The skeletal innards of the bombed Rio Hotel and cinema complex fittingly housed charged art, music and video installations. The scars of the 1983 anti-Tamil pogrom remain evident even today, and each year the festival’s theme has, unsurprisingly, explored war, identity and geography.

In 2015, the Rio also hosted the Pettah Interchange, an electronic dance festival that was co-founded by Asvajit, one of Sri Lanka’s star exponents. Jan Ramesh de Saram, cultural coordinator, Goethe Institut, calls the Pettah Interchange an intense musical experience based on the Berlin model of reviving derelict spaces, but says what is important is that this might be one of the few self-sufficient events.

Self-sufficiency is a term that crops up repeatedly during interactions with festival organisers.

Money matters “Funding for the arts was easier during the war and immediate aftermath,” says Colomboscope’s Van Der Poorten. “Several international organisations and embassies were keen to fund cultural dialogues when the country was under duress. Sadly, there is a lot less of that going on these days.”

On the subject of funding, Goethe Institut’s de Saram is blunt: “Elections and new governments create a reluctance amongst officials of all institutions and foreign missions to approve anything.”

Festival organisers feel the government must step up efforts to support cultural initiatives. Petra Raymond, the newly-appointed Director of the Goethe Institut, points out that artists lack governmental support for everything from venues to creative direction. But something that has changed is that artists aren’t being scrutinised like before, she adds. “There is a freedom of expression in Sri Lanka that I haven’t always experienced in other countries,” she says. Raymond has worked in Syria and Pakistan where discussions on movies, texts or ideas are held while hiding in living room or libraries. “For 10-15 years, we had worked with uncertainty and a kind of trepidation,” says Jagath Weerasinghe, co-founder of Theertha, an instrumental contemporary art collective. “But now, as an artist, I have a real sense of a free psychological space. I can do what I want and I know I am not going to be taken into custody for it. That feels damned good!” he says.

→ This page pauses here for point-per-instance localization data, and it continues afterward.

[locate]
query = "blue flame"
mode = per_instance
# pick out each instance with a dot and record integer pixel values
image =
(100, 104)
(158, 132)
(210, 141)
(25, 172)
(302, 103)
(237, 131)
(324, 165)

During a Theertha performance in 2015, two artists sported electric halos, which are widely seen on Buddha idols around the country, and walked near a temple. While there were vehement objections from passers by, as well as police questioning, the performance itself was not stopped.

A real marker of the recent tide of freedom and openness in Sri Lanka was when in 2015 the international film festivals in Colombo and Jaffna screened movies with Tamil protagonists. Muttrupulliyaa…? dealt with the plight of Sri Lankan Tamils after the war and Dheepan , the winner of the Palm D’Or at Cannes, traced the life of a former Tamil Tiger looking for normalcy. It is widely surmised that neither of the films could have been screened even a year prior.

As post-war Sri Lanka finds its groove while running and managing events by successfully negotiating with different governments and financiers, a host of indomitable wills keep the island’s contemporary arts and culture scene firmly on track. Small but consistent followings continue to bolster events such as the Centre for Performing Arts in Jaffna, I Love Una, Hikkafest and SunFest, and many more scheduled for 2016.

“The political situation has changed for the better and people aren’t hiding in their houses,” says Raymond. “You can feel the positivity in the atmosphere. Can you point to another country that has had such a start, or demonstrates such optimism?”